No Vouchers! Social Order vs Conflict in Education

I saw, on the way home, a car with a bumper sticker saying “No Vouchers”. While I agree with the sentiment, that’s for another discussion. It made me think about the issue of school vouchers  (money made available by the state for parents to partially fund their children’s attendance at private schools in lieu of public ones) and how it fits in to the theory we’ve talked about.

Conflict or social order? A social order perspective would seem to suggest that everyone should be socialized the same way.
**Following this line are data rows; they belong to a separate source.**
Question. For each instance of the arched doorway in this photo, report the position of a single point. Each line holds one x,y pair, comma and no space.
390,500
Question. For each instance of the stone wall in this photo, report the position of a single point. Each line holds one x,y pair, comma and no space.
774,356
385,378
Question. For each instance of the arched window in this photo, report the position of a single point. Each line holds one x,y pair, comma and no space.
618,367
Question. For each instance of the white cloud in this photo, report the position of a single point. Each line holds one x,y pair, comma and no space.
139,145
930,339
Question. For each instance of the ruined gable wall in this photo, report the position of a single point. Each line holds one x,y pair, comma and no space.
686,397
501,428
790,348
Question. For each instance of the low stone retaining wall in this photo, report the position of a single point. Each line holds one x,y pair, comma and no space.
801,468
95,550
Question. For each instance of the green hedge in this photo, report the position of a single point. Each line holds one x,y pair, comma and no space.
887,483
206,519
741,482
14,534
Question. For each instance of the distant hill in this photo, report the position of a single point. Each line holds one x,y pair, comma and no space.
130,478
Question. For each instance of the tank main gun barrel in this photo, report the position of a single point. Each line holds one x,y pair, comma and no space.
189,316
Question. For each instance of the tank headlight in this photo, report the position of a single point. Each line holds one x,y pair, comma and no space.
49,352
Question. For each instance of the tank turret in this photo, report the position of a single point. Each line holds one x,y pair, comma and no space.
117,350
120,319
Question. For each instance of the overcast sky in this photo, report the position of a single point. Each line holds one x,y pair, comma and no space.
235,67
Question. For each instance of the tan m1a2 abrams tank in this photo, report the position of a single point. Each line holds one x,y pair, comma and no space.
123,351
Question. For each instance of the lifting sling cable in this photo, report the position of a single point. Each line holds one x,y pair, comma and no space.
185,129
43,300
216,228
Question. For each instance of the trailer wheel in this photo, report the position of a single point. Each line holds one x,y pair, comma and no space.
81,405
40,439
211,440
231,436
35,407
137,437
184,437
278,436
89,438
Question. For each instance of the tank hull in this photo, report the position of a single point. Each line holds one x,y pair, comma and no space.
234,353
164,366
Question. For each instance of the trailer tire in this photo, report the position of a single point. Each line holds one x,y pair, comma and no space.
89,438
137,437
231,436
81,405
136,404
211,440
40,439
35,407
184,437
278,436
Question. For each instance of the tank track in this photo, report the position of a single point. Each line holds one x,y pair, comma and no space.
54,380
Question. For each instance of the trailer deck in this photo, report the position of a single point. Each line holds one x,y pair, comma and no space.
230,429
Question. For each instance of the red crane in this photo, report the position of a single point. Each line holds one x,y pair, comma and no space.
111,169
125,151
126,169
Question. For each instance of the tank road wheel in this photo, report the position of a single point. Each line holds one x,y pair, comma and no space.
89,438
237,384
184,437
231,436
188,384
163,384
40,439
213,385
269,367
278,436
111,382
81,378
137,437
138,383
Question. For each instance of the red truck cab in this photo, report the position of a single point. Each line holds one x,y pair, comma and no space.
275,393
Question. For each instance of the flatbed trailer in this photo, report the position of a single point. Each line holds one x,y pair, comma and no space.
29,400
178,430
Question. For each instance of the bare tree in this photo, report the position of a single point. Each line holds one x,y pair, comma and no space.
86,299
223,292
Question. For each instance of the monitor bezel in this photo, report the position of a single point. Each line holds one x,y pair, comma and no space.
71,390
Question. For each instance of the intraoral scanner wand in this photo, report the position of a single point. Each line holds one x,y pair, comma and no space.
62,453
Looking at it through the lens of Durkheim, social orderists would want to promote organismal unity by socializing everyone in a controlled, uniform way.

So by creating a system where the state is forced to subsidize educational socialization of people outside of the state-created educational system, are we setting up conflicting systems? Does that harm organismal unity and set up conflict between the public school network and the private school network? If so, then people in favor of school vouchers would seem to be against a monolithic structure of cultural reproduction via education, favoring instead a system of many different alternatives means of such education.

It seems, though, that a lot of the people who favor private schools for reasons of religion do not want a plurality of voices. Indeed, some have objected to the use of vouchers to fund student attendance at private schools that are based in a religion other than theirs. So do people who favor school vouchers in order to promote unified education with a grounding in religion consciously hold a social order view? And if so, are they unthinkingly feeding in to a conflict view by promoting both their favored form of education against that of the state, and by promoting various forms of educational cultural reproduction in forms they never considered when pushing for the voucher system?

Perhaps concluding one way or another without actually asking those involved would be in line with Durkheim and functionalism or positivism in disregarding people’s own understandings of their motives.